Violenza di genere e ferite indelebili.

Si definisce violenza contro le donne ogni atto basato sul genere che comporti, o somigli, a un danno o a una sofferenza fisica, sessuale o psicologica inflitta a una donna, incluse le minacce di tali atti, coercizioni o privazioni arbitrarie della libertà, che avvengano sia nella vita pubblica che in quella privata. (Organizzazione delle Nazioni Unite, 1993)

Nel mondo, la violenza di genere interessa 1 donna su 3, e in Italia la situazione non è migliore: dai dati ISTAT emerge che il 31,5% delle donne, durante la propria vita, ha subìto una qualche forma di aggressione fisica e/o verbale.

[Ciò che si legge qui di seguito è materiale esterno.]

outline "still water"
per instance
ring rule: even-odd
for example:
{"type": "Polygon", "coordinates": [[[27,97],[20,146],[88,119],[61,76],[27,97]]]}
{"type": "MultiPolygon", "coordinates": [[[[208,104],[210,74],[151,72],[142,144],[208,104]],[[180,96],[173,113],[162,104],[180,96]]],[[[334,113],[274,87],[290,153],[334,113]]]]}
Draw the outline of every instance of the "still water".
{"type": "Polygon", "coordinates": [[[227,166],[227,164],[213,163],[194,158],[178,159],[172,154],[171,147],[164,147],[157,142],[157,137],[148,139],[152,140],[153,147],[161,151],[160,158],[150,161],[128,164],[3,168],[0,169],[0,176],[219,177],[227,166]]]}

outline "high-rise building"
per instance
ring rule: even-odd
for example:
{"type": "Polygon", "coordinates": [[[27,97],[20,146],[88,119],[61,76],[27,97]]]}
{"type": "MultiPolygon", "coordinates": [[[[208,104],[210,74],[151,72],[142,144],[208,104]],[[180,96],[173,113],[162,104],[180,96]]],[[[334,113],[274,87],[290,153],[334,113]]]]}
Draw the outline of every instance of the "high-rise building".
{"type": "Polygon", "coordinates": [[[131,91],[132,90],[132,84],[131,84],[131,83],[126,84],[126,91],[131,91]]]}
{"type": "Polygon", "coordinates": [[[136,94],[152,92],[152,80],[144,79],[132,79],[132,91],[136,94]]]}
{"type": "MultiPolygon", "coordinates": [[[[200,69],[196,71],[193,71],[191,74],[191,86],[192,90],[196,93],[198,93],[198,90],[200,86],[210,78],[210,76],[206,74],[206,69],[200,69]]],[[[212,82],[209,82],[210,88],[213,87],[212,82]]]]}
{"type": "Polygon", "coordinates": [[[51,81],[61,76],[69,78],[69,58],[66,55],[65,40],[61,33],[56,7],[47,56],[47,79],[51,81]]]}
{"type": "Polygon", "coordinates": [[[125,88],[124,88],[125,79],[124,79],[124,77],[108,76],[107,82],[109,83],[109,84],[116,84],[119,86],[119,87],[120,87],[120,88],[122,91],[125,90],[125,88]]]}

La violenza fisica comprende le forme di maltrattamento attuate contro la donna e ciò che le appartiene, con lo scopo di sottometterla, mentre quella psicologica include gli atti che mirano a denigrare la donna minandone la dignità e l’autostima. Mentre la violenza fisica è più evidente e feroce, quella psicologica è subdola e silenziosa, ma non per questo fa meno male.

Le forme più gravi di violenza sono spesso commesse da uomini che la vittima conosce: compagni, amici, familiari. Il femminicidio vede il 54,9% delle donne uccise da partner o ex partner, il 24,8% da familiari, l’1,5% da conoscenti.

Nel triennio 2017-2019 gli accessi in Pronto Soccorso da parte di donne con indicazione di subita violenza sono stati 16.140, tuttavia sono numerosissimi i casi che, pur presentando diagnosi ufficiale diversa, sono a essa riconducibili. La donna che arriva in Pronto Soccorso è sconfitta dalla brutalità di un uomo, ma è anche pronta a riprendere in mano la sua vita e a ricominciare: la ribellione all’aggressività e alla prepotenza tra le mura domestiche deriva spesso dalla paura che il compagno possa infierire anche sui figli.

Durante l’emergenza da Covid-19, la violenza perpetuata ai danni delle donne è aumentata in maniera preoccupante ed esponenziale: il ricorso (telefono o chat) al numero antiviolenza (1522) istituito dalla Presidenza del Consiglio dei Ministri – Dipartimento per le Pari Opportunità è più che raddoppiato nei numeri, rispetto allo stesso periodo (marzo-giugno) dell’anno precedente, con un incremento del + 119,6%. I motivi del fenomeno sono rintracciabili nel tanto, troppo tempo, che le donne sono state costrette a trascorrere chiuse in case con i loro carnefici.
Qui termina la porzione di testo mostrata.